Let $w, v \in \mathbb{R}^n$ with the extra condition $w_j \in (0,1), \sum\limits_{i = 1}^n w_j =1 \thinspace (\dagger)$
I wish to find the tightest upper bound $C$ such that for all $w,v \in \mathbb{R}^n$ such that $w$ satisfies condition $\dagger$:
$$\sum\limits_{j = 1}^n v_j^2 w_j \leq C\sum\limits_{j = 1}^n v_j^2$$
For example: $w = \begin{bmatrix} 0.5 \\ 0.1 \\ 0.4 \end{bmatrix}$
$$ v_1^2 0.5 + v_2^2 0.1 + v_3^2 0.4 \leq C(v_1^2+v_2^2+v_3^2)$$
We could take the obvious answer $C =1$, so whatever $w$ I am thrown at $C=1$ always guaranteed to satisfy my inequality. But is there a even tighter bound?

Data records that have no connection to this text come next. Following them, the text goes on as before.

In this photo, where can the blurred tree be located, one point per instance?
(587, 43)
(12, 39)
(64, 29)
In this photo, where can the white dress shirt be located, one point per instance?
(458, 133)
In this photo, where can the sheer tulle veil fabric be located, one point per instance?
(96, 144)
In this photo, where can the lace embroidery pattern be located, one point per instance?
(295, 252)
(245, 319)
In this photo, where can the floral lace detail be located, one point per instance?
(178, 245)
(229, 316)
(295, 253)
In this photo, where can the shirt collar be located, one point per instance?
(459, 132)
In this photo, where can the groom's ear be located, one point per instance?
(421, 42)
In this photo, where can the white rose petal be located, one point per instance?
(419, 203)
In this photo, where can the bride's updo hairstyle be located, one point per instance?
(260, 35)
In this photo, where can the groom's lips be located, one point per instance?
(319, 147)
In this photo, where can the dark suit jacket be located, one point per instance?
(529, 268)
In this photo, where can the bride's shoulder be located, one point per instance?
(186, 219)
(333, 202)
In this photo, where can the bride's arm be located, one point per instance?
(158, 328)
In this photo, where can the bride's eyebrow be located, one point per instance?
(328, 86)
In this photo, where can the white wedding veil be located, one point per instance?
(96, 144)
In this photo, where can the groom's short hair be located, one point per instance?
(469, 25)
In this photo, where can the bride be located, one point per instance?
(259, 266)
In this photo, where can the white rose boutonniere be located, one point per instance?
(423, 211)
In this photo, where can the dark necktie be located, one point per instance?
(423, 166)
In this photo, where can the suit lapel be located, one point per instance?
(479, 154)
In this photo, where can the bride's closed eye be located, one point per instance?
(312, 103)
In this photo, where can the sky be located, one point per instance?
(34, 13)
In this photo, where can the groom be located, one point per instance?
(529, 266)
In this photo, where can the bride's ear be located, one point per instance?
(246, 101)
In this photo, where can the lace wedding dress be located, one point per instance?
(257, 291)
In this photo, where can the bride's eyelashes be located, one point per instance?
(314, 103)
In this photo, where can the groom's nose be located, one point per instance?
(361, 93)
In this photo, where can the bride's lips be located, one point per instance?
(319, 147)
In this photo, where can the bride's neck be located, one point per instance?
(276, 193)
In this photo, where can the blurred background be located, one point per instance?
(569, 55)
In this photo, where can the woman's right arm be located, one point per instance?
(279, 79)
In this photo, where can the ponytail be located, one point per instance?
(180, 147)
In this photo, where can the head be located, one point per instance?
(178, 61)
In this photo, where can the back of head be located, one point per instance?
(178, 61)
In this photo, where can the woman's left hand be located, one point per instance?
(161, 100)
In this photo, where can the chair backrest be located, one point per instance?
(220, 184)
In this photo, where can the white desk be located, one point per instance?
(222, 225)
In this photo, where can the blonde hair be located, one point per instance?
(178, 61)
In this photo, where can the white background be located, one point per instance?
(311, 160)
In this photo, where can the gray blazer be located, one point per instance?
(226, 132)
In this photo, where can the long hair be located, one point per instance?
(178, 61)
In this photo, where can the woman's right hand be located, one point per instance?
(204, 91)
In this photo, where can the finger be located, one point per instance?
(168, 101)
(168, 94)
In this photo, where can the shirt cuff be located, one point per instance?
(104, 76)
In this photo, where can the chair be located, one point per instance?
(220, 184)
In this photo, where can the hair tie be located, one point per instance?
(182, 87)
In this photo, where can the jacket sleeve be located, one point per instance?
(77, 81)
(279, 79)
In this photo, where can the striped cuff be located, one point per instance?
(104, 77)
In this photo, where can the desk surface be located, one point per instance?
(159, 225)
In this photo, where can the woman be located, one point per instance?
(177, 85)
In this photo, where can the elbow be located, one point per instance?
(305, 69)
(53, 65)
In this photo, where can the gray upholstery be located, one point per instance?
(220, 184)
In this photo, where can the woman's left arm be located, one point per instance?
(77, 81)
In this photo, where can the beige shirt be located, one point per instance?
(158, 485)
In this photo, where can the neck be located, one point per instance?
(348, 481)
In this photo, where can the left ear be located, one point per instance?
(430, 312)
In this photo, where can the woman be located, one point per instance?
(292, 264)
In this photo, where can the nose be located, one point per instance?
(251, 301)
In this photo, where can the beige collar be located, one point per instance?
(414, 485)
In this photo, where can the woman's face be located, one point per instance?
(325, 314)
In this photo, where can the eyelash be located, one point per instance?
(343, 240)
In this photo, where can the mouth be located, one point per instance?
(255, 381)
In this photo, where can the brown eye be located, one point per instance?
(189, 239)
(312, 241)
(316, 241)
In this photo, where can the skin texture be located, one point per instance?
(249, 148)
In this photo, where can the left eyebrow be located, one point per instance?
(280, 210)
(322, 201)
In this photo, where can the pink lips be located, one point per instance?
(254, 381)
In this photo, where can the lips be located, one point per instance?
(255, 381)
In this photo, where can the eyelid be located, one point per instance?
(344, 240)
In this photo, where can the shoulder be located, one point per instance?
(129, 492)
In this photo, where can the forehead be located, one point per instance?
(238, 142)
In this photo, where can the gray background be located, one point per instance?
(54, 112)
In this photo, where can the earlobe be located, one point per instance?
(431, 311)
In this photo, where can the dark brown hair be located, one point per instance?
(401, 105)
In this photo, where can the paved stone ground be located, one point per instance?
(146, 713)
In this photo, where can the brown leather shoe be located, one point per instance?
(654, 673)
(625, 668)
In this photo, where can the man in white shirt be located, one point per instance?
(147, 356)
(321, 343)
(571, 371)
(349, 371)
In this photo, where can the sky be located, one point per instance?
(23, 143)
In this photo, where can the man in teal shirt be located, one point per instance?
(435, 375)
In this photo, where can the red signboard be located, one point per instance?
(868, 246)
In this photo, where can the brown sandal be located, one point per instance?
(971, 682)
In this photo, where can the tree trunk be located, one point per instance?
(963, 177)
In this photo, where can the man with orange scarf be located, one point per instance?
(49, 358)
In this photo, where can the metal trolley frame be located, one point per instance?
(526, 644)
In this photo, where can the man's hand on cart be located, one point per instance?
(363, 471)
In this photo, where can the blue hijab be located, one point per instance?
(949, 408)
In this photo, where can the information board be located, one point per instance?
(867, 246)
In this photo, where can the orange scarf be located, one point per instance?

You could even take $C = 0.5$ in your example. In particular, $C = \max_j w_j$ works. Without additional conditions, I believe this is the tightest upper bound, since it is possible that $w_j = \frac1n$ and $v_i = v_j = v$ for all $i, j$. In this case, $C$ must be at least $\frac1n = \max_j w_j$.
If it has to hold for every $v, w$, then $C = 1$ is the best you can do. Let $v = (1, 0, 0, \ldots, 0)$ and $w = (1-\epsilon, \frac{\epsilon}{n-1}, \frac{\epsilon}{n-1}, \ldots, \frac{\epsilon}{n-1})$ for any $\epsilon > 0$. Sending $\epsilon \rightarrow 0$ means we can require $C$ be arbitrarily close to 1.
In particular, suppose $C < 1$ works. Then take $v = (1, 0, 0, \ldots, 0)$ and $w = (\frac{1+C}{2}, \frac{1-C}{2(n-1)},\ldots, \frac{1-C}{2(n-1)})$. It is clear that $\sum_{j=1}^{n} v_j^2 w_j = \frac{1+C}{2} > C = C\sum_{j=1}^n v_j^2$. This is a contradiction, so $C \ge 1$. But its obvious that $C = 1$ is a valid option.